Turning Savings into Retirement Income

A Money Magazine reader recently submitted this question to Walter Updegrave, a senior editor and well known personal finance writer:

The 4% rule seems to have become the conventional wisdom for drawing money from your savings in retirement. But I believe the rule is flawed. I think it might make more sense to choose a percentage of your savings that you will withdraw annually and then just apply that percentage to your savings balance at the beginning of each year so you would have more money to spend in years when investment returns are good and less to spend in years when returns are bad. What do you think?

The response listed several available strategies for generating retirement income from available resources.  The discussion of the strategies included well-recognized flaws.

1.  Fixed Annuities. A fixed annuity can provide a predictable income. There are three negatives: (a) the security of the income depends on the financial stability of the insurance company; (b) you generally lose access to the principal; and (c) most fixed annuities are not indexed to inflation.

2. 4% Withdrawal Rule. This strategy states that you begin year 1 by withdrawing 4% of the value of your retirement income fund. You maintain that withdrawal amount each year, adjusted by the rate of inflation. For example, if in year 1 your income fund had a value of $500k, and the inflation rate is 3%, in year one you would withdraw $20,000. In year two you would increase your withdrawal amount by 3% to $20,600. There are two problems with this scheme. First, if the market tanks like it did in 2008 – particularly if early in your retirement – your money is likely to run out way before you do. Second, if the market does well, you will end up with a lot of money that you could have used for discretionary spending. Instead, it will go to your heirs.

3.  Fixed Withdrawal Rate. This is what the reader proposed. Instead of maintaining a constant withdrawal amount (4% of your year-one retirement fund) adjusted by inflation, you apply the 4% rate to the value of your retirement fund at the beginning of each year. In this way, if the market declines, so does your withdrawal amount. Although this strategy is likely to extend the life of your retirement income fund, your income and lifestyle can change significantly from year-to-year. That is counter-productive to what we want in our retirement.

What is the answer? To me, the answer is a Failsafe Retirement Income Plan, using TIPS and I-Bonds, to provide your basic income needs. What is left over you can invest for discretionary income.

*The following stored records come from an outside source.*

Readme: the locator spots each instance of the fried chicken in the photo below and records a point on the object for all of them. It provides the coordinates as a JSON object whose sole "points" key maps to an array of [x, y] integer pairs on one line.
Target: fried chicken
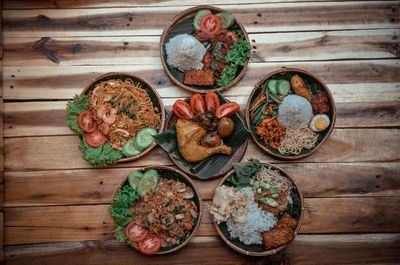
{"points": [[199, 77]]}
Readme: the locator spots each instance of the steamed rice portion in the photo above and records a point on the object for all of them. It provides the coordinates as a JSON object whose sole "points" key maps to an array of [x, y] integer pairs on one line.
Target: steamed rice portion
{"points": [[295, 112], [185, 52], [256, 221]]}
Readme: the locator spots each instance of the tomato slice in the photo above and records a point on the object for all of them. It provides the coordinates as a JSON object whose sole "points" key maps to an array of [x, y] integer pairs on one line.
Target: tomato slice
{"points": [[197, 104], [135, 232], [86, 121], [95, 139], [210, 24], [227, 109], [182, 110], [212, 101], [150, 245]]}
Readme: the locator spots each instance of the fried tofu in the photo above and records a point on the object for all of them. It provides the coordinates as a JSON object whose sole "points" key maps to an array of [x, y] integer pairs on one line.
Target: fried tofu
{"points": [[199, 77], [281, 234]]}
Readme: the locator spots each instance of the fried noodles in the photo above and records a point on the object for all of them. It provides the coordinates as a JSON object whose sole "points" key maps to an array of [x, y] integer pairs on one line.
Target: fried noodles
{"points": [[125, 107]]}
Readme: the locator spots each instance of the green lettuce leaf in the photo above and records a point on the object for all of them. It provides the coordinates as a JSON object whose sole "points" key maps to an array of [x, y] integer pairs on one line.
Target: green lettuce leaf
{"points": [[74, 107], [100, 156]]}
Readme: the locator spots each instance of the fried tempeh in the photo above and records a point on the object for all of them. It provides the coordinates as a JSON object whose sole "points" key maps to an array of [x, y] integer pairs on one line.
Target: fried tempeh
{"points": [[199, 77]]}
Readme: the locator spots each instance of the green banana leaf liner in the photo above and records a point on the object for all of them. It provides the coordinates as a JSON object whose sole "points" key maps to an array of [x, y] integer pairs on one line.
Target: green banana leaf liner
{"points": [[208, 167]]}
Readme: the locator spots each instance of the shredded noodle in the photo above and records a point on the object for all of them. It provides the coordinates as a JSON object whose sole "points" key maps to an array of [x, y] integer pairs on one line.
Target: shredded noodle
{"points": [[297, 139], [125, 107]]}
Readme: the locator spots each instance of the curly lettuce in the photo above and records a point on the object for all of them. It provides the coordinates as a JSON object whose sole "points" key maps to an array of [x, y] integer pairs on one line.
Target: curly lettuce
{"points": [[235, 58], [100, 156], [74, 107]]}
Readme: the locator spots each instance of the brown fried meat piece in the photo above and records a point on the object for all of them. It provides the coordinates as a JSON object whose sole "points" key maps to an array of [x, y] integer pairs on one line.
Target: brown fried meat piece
{"points": [[281, 234], [199, 77]]}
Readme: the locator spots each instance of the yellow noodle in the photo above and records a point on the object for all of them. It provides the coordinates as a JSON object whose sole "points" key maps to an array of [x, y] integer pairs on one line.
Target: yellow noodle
{"points": [[131, 97], [297, 139]]}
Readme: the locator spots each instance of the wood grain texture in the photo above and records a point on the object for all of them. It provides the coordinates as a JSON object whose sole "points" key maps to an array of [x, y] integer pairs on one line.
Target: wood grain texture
{"points": [[269, 47], [349, 81], [26, 225], [72, 187], [49, 118], [70, 4], [305, 249], [344, 145], [273, 17]]}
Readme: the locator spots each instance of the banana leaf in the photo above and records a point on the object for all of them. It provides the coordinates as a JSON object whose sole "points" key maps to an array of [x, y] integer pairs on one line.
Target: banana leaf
{"points": [[186, 27], [314, 87], [208, 167]]}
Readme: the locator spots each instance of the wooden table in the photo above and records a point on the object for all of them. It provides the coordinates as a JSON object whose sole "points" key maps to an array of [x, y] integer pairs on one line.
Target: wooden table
{"points": [[54, 209]]}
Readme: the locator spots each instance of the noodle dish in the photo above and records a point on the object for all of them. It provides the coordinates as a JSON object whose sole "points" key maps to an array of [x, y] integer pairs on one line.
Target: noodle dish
{"points": [[257, 208], [156, 210], [290, 113], [116, 118]]}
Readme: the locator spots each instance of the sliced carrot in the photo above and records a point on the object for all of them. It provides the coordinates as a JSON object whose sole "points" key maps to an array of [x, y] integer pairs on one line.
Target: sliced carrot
{"points": [[258, 102]]}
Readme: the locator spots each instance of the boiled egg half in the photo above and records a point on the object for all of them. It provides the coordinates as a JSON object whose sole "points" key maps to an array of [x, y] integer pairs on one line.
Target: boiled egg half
{"points": [[319, 123]]}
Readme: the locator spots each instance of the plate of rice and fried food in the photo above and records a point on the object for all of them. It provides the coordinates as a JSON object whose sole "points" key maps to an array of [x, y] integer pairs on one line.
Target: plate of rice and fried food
{"points": [[156, 210], [290, 113], [257, 208], [205, 48], [116, 118]]}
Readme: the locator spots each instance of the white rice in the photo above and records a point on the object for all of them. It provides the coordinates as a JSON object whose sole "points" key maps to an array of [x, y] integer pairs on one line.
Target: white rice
{"points": [[295, 112], [257, 221], [185, 52]]}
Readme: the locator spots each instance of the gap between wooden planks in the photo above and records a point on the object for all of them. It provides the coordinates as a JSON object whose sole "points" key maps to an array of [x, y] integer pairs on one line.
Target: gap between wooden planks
{"points": [[305, 249], [96, 186], [278, 17], [26, 225], [270, 47], [62, 152]]}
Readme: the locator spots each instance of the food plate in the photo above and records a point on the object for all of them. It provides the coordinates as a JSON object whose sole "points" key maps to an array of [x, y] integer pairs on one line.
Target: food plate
{"points": [[117, 106], [309, 113], [215, 165], [174, 205], [289, 220], [183, 24]]}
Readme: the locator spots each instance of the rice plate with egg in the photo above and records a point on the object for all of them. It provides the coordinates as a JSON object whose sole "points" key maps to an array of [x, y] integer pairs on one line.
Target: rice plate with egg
{"points": [[256, 221]]}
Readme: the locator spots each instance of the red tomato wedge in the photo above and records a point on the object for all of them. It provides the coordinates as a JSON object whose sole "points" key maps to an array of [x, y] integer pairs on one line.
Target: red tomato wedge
{"points": [[135, 232], [86, 121], [150, 245], [197, 104], [212, 101], [210, 24], [95, 139], [182, 110], [227, 109]]}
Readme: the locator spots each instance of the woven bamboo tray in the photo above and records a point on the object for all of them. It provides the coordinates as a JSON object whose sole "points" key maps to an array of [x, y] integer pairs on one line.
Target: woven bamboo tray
{"points": [[197, 199], [149, 88], [331, 114], [272, 251], [191, 12]]}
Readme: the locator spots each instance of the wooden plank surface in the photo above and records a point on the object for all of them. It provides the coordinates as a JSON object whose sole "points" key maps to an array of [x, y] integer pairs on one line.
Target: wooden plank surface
{"points": [[74, 187], [349, 81], [269, 47], [26, 225], [274, 17], [305, 249]]}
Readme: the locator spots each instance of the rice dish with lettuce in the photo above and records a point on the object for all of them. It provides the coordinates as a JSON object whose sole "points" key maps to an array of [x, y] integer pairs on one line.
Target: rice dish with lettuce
{"points": [[256, 221]]}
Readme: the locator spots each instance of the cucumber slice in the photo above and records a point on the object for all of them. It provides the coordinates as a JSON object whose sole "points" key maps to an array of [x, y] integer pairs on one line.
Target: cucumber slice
{"points": [[199, 15], [134, 178], [144, 138], [272, 86], [129, 149], [283, 87], [148, 182], [226, 19]]}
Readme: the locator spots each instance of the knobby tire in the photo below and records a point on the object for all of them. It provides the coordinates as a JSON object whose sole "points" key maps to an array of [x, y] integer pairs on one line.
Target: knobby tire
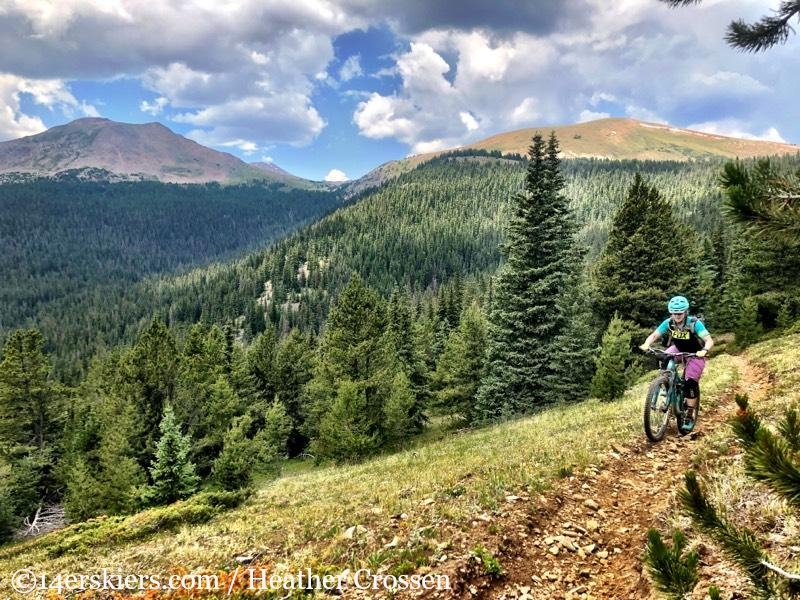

One thought on “Turning Savings into Retirement Income

  1. I think there are some fatal flaws still in saying that TIPS will answer the retirement income financing question better than a modern day annuity.

    While I totally and completely agree that annuities do not index the income for inflation, I do believe that the use of tips might be more useful for the funds outside an annuity to make that adjustment.

    I think you have to back up significantly to answer “How Much” money has to come out of “MY” pocket, in the form of savings to guarantee a future income stream.

    So where the industry has retirement planning all screwed up is they begin with the wrong question. It’s not how much money do I need to retire? The question is, How much income do I need in retirement.

    If I begin knowing that 15 years from now I need $35,000 annually adjusted for 3% inflation (would be around $54,000 a year). I have 15 years to accumulate retirement income assets. How much do I need today to guarantee that future goal.

    Well, if I buy a fixed annuity with a guaranteed income rider I could put $250,000 in the annuity today and be contractually guaranteed $52,000 annually 15 years later.

    If you put that same amount into TIPS and follow a typical iflation history or even your example of 3.04% the $250,000 would grow to $391,767. Now you begin taking $52,000 per year from this plan and you would be out of money within 6-9 years.

    In order for this plan to work “failsafe” you would have to start with $520,000. Thats $270,000 more than the annuity.

    I think I would rather buy the annuity for $250,000 and invest the other $270,000 in TIPS to adjust my income for inflation throughout retirement.

    While I love that you are showing that we don’t need the stock market I still believe people are missing a significant opportunity to lower their financing cost.